The Rhode Island bill’s sponsor, Democratic state representative Megan Cotter, said her proposal was “meant to start a conversation about corporations’ ever-increasing use of self-checkout lanes to reduce the employment of cashiers.”

Start a conversation it did. And then it promptly died in committee before ever coming up for a vote. (Update: Cotter subsequently reintroduced a revised version of her bill last Friday, which would again limit the number of self-checkout stations per store, but makes no mention of any discount for self-checkout users this time.)
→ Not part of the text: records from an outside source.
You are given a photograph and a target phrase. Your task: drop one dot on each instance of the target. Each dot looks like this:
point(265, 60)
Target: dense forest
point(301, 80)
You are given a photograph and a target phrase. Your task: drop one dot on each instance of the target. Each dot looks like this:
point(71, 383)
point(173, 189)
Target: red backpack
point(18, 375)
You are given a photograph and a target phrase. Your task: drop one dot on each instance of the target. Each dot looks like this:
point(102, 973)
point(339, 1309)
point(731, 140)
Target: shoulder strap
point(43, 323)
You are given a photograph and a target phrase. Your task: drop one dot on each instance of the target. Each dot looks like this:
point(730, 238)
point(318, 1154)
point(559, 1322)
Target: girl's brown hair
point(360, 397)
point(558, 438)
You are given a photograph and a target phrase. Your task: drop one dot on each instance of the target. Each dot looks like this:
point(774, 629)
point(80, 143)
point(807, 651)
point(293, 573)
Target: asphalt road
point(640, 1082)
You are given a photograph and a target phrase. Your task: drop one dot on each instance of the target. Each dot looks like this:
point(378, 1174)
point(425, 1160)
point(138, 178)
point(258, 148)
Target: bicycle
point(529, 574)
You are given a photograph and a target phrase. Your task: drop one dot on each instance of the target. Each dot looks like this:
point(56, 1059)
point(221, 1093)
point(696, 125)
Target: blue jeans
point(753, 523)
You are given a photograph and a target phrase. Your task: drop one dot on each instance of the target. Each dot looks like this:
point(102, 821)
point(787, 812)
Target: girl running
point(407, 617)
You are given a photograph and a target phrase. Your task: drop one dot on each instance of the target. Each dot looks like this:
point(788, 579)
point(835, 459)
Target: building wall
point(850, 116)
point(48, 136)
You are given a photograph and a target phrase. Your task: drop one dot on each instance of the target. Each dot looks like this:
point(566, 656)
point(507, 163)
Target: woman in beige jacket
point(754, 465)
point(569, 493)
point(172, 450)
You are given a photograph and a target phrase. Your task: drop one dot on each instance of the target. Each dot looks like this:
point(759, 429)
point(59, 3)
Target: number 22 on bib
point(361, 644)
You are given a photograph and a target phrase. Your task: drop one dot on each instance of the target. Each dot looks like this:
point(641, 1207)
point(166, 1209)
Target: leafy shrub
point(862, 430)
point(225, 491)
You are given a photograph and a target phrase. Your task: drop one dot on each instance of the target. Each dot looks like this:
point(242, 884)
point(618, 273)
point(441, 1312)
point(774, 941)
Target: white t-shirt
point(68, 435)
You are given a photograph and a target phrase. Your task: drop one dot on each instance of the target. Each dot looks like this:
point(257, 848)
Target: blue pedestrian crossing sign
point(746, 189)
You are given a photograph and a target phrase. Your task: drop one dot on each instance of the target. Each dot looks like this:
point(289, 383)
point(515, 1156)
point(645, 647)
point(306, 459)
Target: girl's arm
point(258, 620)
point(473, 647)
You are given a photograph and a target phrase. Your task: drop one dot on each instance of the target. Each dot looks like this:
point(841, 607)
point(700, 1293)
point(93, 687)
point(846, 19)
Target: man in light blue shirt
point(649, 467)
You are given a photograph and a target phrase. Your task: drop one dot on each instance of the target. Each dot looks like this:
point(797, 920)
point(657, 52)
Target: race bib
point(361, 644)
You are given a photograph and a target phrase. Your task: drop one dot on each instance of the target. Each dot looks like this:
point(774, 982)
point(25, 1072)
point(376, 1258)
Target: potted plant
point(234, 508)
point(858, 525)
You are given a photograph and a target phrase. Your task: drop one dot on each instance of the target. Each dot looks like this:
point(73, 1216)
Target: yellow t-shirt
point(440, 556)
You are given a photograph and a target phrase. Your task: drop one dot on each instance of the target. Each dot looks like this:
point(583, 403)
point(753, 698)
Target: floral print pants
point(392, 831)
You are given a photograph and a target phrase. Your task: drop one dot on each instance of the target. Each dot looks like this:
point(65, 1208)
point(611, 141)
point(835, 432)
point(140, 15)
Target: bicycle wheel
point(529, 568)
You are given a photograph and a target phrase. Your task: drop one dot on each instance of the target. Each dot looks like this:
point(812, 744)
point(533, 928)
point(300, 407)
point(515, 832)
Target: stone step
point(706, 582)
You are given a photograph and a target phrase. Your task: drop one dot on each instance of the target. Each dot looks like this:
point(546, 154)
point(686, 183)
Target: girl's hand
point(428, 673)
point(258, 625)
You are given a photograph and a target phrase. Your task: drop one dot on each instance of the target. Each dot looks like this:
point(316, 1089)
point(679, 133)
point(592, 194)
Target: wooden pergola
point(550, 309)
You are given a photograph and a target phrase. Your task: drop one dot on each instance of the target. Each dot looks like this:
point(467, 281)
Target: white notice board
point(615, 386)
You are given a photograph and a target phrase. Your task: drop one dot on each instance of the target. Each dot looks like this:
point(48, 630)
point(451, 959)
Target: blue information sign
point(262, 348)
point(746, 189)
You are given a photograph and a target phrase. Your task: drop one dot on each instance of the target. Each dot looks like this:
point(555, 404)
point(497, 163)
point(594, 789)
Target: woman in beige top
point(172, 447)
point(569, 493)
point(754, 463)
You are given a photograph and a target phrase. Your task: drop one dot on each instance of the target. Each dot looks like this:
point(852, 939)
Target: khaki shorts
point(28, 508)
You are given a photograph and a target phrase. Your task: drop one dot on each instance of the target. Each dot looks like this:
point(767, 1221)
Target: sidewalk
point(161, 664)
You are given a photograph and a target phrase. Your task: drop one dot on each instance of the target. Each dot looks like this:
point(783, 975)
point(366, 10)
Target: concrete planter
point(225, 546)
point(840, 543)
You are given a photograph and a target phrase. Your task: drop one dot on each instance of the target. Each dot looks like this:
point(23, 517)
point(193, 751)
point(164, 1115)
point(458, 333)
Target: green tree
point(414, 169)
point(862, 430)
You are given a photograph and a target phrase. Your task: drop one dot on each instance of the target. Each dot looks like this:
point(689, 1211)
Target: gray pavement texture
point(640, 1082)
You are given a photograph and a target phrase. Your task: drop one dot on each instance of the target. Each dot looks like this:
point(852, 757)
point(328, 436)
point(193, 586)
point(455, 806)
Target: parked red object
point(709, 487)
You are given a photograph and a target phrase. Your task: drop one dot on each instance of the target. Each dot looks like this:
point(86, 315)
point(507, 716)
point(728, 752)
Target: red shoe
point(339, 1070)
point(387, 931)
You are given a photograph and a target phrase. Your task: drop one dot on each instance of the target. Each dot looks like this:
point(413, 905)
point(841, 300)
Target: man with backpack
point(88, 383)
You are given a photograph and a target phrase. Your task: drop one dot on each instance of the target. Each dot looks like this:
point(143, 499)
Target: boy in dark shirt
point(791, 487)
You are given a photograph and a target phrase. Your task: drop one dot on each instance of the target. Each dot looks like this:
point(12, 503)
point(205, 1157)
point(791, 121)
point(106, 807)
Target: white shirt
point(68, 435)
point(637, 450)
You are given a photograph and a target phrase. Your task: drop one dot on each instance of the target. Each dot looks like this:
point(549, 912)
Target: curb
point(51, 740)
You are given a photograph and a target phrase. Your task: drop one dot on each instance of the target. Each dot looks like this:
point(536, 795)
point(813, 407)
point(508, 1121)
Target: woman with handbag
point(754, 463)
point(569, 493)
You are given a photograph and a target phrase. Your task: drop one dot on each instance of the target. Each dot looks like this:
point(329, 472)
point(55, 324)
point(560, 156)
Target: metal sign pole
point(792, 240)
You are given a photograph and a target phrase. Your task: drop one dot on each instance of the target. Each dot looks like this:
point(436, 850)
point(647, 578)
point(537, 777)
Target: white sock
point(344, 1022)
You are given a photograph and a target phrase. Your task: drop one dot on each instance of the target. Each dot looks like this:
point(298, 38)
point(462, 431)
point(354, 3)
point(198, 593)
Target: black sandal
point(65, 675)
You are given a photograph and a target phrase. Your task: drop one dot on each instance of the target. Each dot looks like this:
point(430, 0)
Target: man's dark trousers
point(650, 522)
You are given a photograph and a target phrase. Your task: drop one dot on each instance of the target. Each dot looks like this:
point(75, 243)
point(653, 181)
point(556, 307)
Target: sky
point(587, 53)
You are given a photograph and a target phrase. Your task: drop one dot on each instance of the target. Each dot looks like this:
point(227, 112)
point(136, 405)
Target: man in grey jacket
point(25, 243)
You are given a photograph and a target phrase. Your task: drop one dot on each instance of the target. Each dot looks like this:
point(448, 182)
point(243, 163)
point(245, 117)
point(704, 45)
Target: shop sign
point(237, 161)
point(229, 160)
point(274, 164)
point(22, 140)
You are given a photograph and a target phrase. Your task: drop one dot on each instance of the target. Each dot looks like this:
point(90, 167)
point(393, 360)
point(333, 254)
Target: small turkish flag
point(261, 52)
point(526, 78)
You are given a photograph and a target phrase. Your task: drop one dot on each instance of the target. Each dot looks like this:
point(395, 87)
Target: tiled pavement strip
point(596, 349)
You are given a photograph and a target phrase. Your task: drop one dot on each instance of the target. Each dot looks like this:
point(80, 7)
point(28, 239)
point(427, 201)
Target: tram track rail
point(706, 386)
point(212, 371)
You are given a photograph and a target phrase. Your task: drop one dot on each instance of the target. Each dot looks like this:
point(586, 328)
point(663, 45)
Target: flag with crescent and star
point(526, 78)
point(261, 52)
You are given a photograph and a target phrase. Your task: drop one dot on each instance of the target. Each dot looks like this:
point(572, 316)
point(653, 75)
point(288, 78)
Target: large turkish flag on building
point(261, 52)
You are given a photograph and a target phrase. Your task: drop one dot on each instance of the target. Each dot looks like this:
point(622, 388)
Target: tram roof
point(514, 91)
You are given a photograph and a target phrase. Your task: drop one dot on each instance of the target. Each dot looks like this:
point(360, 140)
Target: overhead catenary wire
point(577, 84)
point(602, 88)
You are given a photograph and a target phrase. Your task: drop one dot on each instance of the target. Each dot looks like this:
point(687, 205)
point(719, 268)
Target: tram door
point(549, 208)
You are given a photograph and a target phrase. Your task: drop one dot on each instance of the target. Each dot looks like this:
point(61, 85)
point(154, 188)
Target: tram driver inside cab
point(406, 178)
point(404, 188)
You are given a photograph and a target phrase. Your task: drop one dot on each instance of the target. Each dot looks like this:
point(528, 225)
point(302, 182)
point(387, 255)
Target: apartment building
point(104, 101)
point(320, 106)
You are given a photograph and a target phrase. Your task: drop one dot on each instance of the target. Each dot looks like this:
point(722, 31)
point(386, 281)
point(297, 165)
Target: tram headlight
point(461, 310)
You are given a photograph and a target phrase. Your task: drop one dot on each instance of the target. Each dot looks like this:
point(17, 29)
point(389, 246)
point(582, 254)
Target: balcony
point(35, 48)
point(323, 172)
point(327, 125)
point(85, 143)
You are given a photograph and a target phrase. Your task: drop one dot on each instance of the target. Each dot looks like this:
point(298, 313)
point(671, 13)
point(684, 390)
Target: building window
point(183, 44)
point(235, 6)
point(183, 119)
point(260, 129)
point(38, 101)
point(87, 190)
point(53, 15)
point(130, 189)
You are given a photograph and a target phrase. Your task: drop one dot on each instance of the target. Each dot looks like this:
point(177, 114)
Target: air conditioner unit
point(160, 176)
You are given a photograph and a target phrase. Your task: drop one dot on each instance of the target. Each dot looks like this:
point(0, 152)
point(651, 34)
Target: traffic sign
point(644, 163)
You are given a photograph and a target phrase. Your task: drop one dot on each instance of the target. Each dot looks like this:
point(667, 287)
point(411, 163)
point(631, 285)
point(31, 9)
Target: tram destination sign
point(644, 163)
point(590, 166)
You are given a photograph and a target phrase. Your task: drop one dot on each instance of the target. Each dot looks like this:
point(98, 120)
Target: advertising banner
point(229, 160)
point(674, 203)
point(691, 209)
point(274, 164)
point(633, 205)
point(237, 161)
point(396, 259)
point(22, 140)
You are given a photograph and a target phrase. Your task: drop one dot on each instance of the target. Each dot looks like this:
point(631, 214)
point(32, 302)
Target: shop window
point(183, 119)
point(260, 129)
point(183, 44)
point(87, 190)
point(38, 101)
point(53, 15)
There’s no telling whether Goodwin’s bill is any more likely to become law in Oklahoma, or if it’s just another way for a lawmaker to show her constituents that she’s on their side, proposing a consumer-friendly bill that has little chance of actually becoming law. At the midpoint of the state’s legislative session last month, the Oklahoma legislature had proposed 3,079 bills, but only about 350 became law.

“Each year, there are a lot of bills that are filed that won’t see the light of day,” one state lawmaker told Oklahoma City’s KOCO-TV recently.

“Any member can file any bill they want,” another lawmaker told KOKH-TV. “Bills that aren’t looking to address serious problems, bills that are looking to address problems that just simply don’t exist, those things don’t end up making it through the process.”

That lawmaker wasn’t talking specifically about the self-checkout bill. It will be up to Goodwin’s colleagues to determine just how serious her measure is, or whether it was introduced just “to start a conversation.” And then other lawmakers in other states who see the press that a couple of legislators in Rhode Island and Oklahoma have gotten by addressing a hot-button issue like self-checkouts, may yet decide to start some conversations of their own.